Technique: Curriculum-Based Agentic Data Science Training

Traditional data science workflows require chaining multiple tools (SQL, visualization, statistical testing), but most LLMs lack the emergent ability to coordinate these tools autonomously. DeepAnalyze addresses this by training models through a curriculum that progressively teaches data science competencies: from simple data QA through specialized analytics to open-ended research.
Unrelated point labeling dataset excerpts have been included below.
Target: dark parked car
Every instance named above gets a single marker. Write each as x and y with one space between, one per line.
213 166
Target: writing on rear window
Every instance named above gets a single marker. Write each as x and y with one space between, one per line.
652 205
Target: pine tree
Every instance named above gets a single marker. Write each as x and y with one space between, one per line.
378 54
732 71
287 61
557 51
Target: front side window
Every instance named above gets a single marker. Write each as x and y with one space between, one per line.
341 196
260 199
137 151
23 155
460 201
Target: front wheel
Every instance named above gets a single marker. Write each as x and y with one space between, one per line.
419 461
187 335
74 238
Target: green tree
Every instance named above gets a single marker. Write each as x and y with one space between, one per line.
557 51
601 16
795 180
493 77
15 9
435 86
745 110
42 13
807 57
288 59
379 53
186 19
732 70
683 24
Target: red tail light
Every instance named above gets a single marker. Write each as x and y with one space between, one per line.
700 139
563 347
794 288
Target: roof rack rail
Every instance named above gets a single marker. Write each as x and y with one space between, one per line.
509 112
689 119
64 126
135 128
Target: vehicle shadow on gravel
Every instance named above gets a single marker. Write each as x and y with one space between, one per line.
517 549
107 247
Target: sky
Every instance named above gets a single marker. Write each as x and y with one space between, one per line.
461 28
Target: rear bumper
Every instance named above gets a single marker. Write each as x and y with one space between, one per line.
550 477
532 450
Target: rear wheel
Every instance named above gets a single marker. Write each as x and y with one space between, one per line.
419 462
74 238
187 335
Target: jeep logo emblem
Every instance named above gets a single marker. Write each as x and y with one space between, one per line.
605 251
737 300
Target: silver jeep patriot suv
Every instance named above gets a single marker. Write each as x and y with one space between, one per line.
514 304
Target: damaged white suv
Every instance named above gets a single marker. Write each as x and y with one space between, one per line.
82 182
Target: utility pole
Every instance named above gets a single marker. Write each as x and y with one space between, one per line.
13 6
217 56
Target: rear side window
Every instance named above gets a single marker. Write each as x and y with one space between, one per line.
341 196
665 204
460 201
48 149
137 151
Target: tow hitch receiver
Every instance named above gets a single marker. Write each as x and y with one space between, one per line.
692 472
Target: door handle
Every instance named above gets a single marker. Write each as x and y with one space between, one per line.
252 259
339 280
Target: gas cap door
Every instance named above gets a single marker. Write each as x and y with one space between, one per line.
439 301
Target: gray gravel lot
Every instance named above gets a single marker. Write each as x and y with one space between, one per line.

Rather than single-task supervised fine-tuning, the curriculum approach mirrors how human data scientists learn—starting with basic skills, building to intermediate analysis, and finally solving complex research questions. This enables even 8B models to achieve performance comparable to proprietary larger systems.

Core Concept

Curriculum-based agentic training operates on three levels:

Level 1 (Data QA): Answer specific questions about provided data
Level 2 (Specialized Analytics): Execute targeted analyses (correlation, clustering, forecasting)
Level 3 (Open-Ended Research): Conduct comprehensive exploratory analysis without predefined constraints

This progression develops interconnected capabilities: basic QA teaches data handling, specialized tasks teach analysis patterns, open-ended tasks teach hypothesis formation and verification.

Architecture Overview

Tool Executor: SQL, Python (pandas, sklearn), visualization wrappers
Query Planner: Decompose user request into tool sequences
Tool Invoker: Map planned steps to actual tool calls with parameter binding
Result Interpreter: Parse tool outputs and decide on next steps
Report Generator: Synthesize findings into clear narrative
Curriculum Scheduler: Progressively mix training data from three difficulty levels

Implementation Steps

The key insight is structuring training data as progressively harder tasks that build on earlier capabilities. This example shows how to implement the three-level curriculum.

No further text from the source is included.